Investing in a startup can be scary business.
The truth is, about 90% of startups fail. For every massive success, such as Dropbox or Slack, there are thousands of failures, like Webvan and Pets.com. There are so many factors that contribute to the gargantuan success or colossal failure of a startup. Is the market ready? Are the founders young morons with too much money? Is their enough media buzz around it? Who are the investors?
Investing in the right startup can bank you millions, while investing in the wrong one can ruin you.
Startup Oddup, which just raised $1 million in seed funding, is doing everything they can to reduce the risk of ruin.
The company uses a team of analysts to score startups, much like a financial investment site would have their analysts score stocks. The scores are made available to their users and ideally, they use those scores to make promising startup investment decisions. Think Morningstar, except for startups instead of stocks.
Using a patent-pending scoring methodology, analysts create a series of subscores for each startup, which are then combined into an overall score between 1-100. Those subscores include product, growth, location, team, market, industry, investor quality, funding, media buzz, and competitors.
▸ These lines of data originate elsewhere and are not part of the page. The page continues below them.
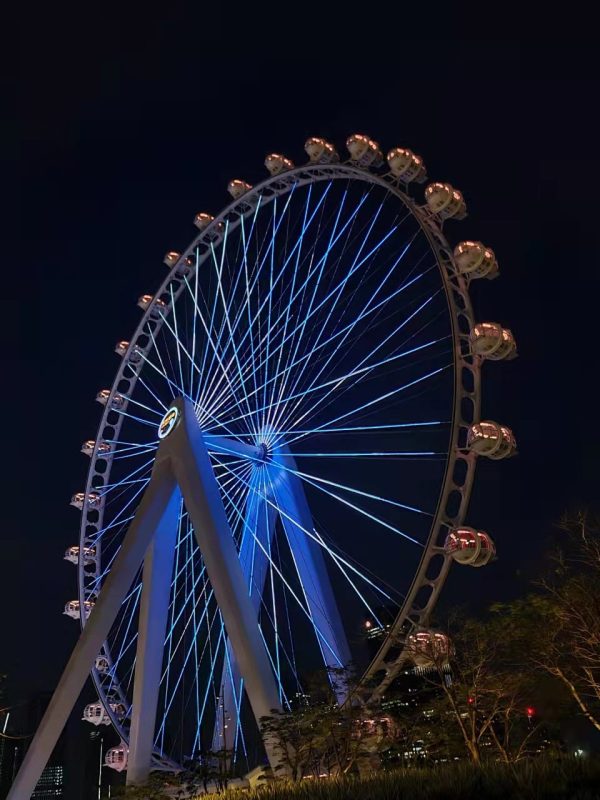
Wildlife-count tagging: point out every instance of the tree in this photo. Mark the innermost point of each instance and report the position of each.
(557, 628)
(317, 736)
(478, 692)
(155, 788)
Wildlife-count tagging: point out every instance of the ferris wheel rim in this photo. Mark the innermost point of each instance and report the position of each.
(454, 285)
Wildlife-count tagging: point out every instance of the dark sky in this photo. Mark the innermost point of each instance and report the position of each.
(117, 134)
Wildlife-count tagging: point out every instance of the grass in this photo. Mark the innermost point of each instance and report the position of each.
(567, 779)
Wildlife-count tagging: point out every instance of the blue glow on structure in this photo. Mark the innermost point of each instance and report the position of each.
(297, 335)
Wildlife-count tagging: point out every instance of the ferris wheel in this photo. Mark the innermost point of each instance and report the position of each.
(301, 403)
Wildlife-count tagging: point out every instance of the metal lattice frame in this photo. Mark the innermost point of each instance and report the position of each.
(453, 502)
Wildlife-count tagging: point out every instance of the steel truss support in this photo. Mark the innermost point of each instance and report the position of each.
(182, 463)
(285, 495)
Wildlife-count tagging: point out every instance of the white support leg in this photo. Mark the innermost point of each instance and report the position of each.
(152, 626)
(194, 472)
(259, 522)
(138, 537)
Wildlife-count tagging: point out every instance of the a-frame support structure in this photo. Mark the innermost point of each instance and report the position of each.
(183, 472)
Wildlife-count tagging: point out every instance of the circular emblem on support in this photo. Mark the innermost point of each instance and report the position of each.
(168, 422)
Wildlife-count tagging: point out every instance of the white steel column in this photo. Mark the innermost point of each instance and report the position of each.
(259, 522)
(194, 472)
(118, 582)
(154, 612)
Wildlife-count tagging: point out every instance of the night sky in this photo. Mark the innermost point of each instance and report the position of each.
(117, 138)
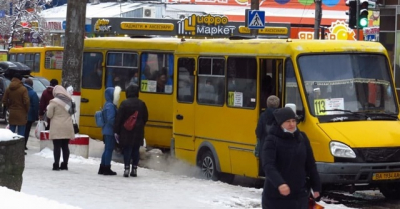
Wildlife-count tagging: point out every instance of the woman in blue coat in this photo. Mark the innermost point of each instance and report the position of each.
(33, 114)
(109, 112)
(288, 161)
The higher the overall score, the healthier the startup. Oddup also predicts the startup’s odds of survival and its future valuation, and makes a recommendation to either “buy”, “sell”, or “hold”.
Users are given a portfolio dashboard that allows them to track startups of interest to them. They can also see commentary from Oddup analysts, historical trends, and current valuation data.
Oddup isn’t the first into this space, with websites like Mattermark and Funderbeam offering similar data, but it does claim to go deeper than anyone else in terms of research.
With over 25,000 people signed up, Oddup already has a robust user base. They currently offer free accounts which allow users to search for startup data as well and view predictive ranks. For $99/month, a user gets access to analyst data, recommendations, and historical trends. Enterprise accounts are available to companies who want tailored analysis and a dedicated account manager.
If a startup wants to have themselves analyzed, Oddup will provide their own brand of audit for $499.
Located in Hong Kong, they are currently focused on Asian startups, but have plans on expanding to Sydney, Melbourne, London, Bangalore, and Bangkok in the next six months. They also plan on releasing a mobile app in the first quarter of 2016.
With corporate customers like J.P. Morgan, Goldman Sachs, and BNP Paribas, it seems like Oddup is headed in the right direction.